#1
  1. No Profile Picture
    Registered User
    Devshed Newbie (0 - 499 posts)

    Join Date
    Nov 2012
    Posts
    5
    Rep Power
    0

    Trouble parsing CSV file


    I have a log file: below a single line of the log:

    2012-10-10 ; 09:56:28 ; W3SVC ; OnPreprocHeaders ; 192.168.1.10 ; ; ; site.test.acme.com ; Mozilla/5.0 (X11; Linux x86_64; rv:11.0) Gecko/20100101 Firefox/11.0 ; GET ; /internet/default/acmecomunication/p/Arch/Arch/index.html ;

    ,
    I would like to parse the line using ; as a separator:



    2012-10-10 field #1
    09:56:28 field #2
    W3SVC field #3
    OnPreprocHeaders field #4
    192.168.1.10 field #5
    blank field #6
    blank field #7
    blank field #8
    site.test.acme.com field #9
    Mozilla/5.0 field #10
    (X11; Linux x86_64; rv:11.0) field #11
    Gecko/20100101 Firefox/11.0 field #12
    GET field #13
    /internet/default/acmecomunication/p/Arch/Arch/index.html field #14

    I have tried this:

    (\d+\-\d+\-\d+) ; (\d+\:\d+\:\d+.) ; (\S+) ; (\S+) ; (\d+\.\d+\.\d+\.\d+) ; ; ; (\S+) ; (\S+)\/(\d+)\.(\d+) (\(.*?\)) (.*\;)
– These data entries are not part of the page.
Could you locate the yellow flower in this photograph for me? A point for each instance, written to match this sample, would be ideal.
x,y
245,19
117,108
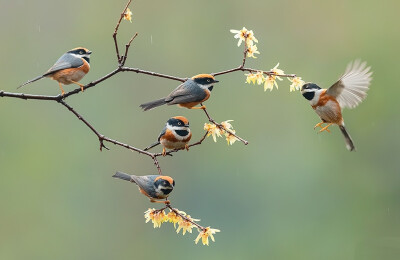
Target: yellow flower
x,y
260,77
186,225
231,139
277,71
251,51
250,38
297,83
204,234
174,218
251,78
212,130
269,83
157,217
128,15
241,35
226,124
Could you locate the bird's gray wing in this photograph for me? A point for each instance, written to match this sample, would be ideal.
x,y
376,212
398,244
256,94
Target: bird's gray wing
x,y
352,87
146,183
185,93
162,133
65,62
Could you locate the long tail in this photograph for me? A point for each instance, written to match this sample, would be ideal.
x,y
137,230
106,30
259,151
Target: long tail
x,y
153,104
349,142
151,146
123,176
32,80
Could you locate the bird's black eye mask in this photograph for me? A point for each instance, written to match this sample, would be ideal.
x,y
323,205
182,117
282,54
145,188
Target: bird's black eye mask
x,y
309,95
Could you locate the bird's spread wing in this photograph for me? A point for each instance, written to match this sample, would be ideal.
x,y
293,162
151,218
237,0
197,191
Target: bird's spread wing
x,y
185,93
352,87
65,62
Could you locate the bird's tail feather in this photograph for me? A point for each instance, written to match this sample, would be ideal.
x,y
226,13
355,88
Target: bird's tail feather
x,y
30,81
153,104
151,146
349,142
122,176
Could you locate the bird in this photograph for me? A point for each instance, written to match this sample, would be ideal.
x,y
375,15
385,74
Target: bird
x,y
189,94
155,187
175,135
70,68
348,92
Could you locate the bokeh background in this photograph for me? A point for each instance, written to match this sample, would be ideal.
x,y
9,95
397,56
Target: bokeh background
x,y
290,194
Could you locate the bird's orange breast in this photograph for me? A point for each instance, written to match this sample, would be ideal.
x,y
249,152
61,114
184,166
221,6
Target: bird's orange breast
x,y
192,104
323,99
169,136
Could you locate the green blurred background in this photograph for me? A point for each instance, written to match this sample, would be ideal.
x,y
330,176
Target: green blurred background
x,y
290,194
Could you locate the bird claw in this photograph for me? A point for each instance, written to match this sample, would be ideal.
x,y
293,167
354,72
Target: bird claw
x,y
325,128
    but dosen't work well.

    Below the result:

    1: 2012-10-10
    2: 09:56:28
    3: W3SVC
    4: OnPreprocHeaders
    5: 192.168.1.10
    6: site.test.acme.com
    7: Mozilla
    8: 5
    9: 0
    10: (X11; Linux x86_64; rv:11.0)
    11:Gecko/20100101 Firefox/11.0 ; GET ; /internet/default/acmecomunication/p/Arch/Arch/index.html ;

    Any suggestion?

    Thank you
  2. #2
  3. --
    Devshed Expert (3500 - 3999 posts)

    Join Date
    Jul 2012
    Posts
    3,959
    Rep Power
    1014
    Hi,

    Originally Posted by vgy_regex
    Any suggestion?
    Yes, don't use regular expressions. Whatever language you're using, it most certainly has a function/method that will split a string at a separator character.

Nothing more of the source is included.